Należy zauważyć, że krytyka rządu i głoszenie odmiennych poglądów niż prezentowanej są przez wybrane media i przez nasze władze oraz wszelkie instytucje tej władzy, traktowane jest nie tylko poważnie, ale bardzo również surowo. Mimo nawarstwiających się problemów i załamujących się planów i zadań gospodarczych RZĄD NIE ODPUSZCZA NIKOMU NA POLU PROPAGANDOWYM
Nie liczą się dzisiaj zatory w budowie autostrad i stadionów, nie licża się żenujące umiejętności ministra infrastruktury i innych ministrów, dzisiaj liczy się panowanie na rynku medialnym.
Zatem, jakie to jest państwo w którym za głoszenie prawdy oskarża się obywatela i stawia przed obliczem sądu. Jakie to może być państwo, jeżeli o tym doskonale wie Prokurator Generalny i akceptuje takie działania?
Czy do demokratycznych zasad działania należy wzywanie obywatela do poddania się badaniom psychiatrycznym? Znane są oczywiście takie działania i one dotyczyły państwa TOTALITARNEGO, JAKIM BYŁA WÓWCZAS ROSJA SOWIECKA.
Czy do demokratycznych zasad należą podrabianie, usuwanie i fałszowanie dokumentów w aktach sprawy, celem uzasadnienia wnoszonych oskarżeń ? Czy takie postepowania nie noszą znamion totalitaryzmu.
Ja również nie twierdzę, że mamy w Polsce system totalitarny, ale szereg powtarzających się zjawisk, poczucie bezkarności w ich wprowadzaniu prowadzi nas w prostej drodze do powtórki tamtych lat.
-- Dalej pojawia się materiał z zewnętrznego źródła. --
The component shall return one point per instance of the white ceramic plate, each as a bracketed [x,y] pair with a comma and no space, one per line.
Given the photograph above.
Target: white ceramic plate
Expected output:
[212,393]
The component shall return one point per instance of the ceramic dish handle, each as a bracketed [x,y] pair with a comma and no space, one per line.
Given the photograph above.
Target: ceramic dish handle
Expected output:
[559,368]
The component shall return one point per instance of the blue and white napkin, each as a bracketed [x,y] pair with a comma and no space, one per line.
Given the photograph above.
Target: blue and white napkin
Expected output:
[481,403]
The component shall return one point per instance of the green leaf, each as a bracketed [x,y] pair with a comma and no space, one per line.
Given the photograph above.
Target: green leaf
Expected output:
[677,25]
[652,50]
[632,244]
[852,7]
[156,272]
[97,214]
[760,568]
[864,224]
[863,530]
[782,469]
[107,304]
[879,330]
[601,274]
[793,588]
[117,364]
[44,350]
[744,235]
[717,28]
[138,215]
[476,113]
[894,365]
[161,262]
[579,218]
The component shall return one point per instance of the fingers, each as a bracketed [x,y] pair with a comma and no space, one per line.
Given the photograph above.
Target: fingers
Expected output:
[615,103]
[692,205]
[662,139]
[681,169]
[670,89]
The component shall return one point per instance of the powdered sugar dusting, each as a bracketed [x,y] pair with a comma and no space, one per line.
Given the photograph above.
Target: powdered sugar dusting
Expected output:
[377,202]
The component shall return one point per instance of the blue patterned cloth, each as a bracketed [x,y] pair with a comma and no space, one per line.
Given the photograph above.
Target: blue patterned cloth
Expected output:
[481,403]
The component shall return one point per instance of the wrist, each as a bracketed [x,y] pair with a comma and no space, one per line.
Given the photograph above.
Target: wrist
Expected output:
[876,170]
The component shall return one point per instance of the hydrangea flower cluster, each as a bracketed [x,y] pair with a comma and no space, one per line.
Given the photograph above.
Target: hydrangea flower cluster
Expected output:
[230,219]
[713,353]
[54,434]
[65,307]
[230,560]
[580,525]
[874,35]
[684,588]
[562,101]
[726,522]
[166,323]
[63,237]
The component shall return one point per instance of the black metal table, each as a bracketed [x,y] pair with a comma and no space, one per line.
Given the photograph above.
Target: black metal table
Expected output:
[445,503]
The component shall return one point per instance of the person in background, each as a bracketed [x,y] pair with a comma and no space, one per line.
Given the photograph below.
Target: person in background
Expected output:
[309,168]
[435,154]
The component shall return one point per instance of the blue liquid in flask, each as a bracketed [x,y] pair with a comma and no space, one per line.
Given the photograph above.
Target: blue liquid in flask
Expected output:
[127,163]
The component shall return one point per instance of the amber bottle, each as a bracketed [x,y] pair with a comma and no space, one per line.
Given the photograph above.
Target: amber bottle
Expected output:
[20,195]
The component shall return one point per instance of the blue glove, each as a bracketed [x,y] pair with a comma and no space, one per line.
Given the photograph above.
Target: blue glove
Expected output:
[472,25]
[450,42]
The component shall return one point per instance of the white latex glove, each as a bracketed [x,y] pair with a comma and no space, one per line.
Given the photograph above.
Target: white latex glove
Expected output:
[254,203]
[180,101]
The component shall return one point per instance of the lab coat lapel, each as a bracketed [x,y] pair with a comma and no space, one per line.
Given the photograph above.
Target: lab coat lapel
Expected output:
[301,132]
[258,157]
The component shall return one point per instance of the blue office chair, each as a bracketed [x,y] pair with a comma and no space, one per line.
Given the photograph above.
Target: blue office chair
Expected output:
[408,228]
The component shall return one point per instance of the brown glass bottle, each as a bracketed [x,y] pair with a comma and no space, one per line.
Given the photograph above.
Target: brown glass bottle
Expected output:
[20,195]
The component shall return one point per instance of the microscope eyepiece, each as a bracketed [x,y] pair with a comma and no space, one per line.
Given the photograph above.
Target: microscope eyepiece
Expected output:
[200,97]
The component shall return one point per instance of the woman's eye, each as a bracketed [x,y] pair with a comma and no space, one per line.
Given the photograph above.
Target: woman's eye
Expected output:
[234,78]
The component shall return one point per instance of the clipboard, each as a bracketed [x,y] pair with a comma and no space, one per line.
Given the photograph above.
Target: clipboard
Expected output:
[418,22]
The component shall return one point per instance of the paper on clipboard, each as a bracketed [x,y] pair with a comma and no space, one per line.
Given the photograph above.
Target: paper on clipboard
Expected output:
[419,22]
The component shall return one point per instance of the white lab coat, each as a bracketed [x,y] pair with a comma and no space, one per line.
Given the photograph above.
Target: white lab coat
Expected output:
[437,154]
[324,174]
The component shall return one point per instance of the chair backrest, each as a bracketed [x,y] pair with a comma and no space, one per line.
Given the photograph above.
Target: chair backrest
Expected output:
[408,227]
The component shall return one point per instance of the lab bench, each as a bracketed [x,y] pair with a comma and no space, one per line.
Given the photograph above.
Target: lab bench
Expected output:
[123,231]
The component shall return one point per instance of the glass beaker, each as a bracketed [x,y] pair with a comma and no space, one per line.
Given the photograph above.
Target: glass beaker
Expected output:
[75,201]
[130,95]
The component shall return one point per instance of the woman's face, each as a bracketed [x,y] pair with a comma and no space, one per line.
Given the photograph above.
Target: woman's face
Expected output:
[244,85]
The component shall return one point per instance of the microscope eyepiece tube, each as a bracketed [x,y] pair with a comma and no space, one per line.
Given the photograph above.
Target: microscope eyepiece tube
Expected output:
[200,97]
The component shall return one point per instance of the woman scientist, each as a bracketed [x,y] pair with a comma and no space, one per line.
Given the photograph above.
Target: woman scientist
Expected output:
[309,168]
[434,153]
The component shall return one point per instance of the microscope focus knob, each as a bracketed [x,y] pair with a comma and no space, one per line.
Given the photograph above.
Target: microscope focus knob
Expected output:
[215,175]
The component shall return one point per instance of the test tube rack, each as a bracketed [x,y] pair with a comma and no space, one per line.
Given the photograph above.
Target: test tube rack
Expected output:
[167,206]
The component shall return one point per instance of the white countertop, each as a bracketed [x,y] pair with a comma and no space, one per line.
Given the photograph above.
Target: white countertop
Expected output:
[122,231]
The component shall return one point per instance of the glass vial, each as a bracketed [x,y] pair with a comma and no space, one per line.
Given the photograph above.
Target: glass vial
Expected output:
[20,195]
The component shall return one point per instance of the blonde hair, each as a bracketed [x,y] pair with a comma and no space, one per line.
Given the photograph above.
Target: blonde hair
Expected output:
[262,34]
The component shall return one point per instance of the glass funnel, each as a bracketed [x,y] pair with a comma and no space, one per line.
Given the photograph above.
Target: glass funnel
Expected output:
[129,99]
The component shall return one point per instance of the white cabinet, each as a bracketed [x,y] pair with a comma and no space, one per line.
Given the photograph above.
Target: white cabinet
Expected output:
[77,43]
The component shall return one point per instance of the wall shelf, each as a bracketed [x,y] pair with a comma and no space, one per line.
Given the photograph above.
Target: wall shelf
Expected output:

Jeżeli dalej będziemy bierni wobec wylewającego się bezprawia, jeżeli racja zawsze będzie leżeć tylko po stronie rządzących, a poszukiwanie prawdy będzie przez władze piętnowana przy pomocy sądów, to niedługo będziemy świadkami TAKIEJ RZECZYWISTOŚCI, ale wówczas już nikt nie będzie miał odwagi o tym napisać.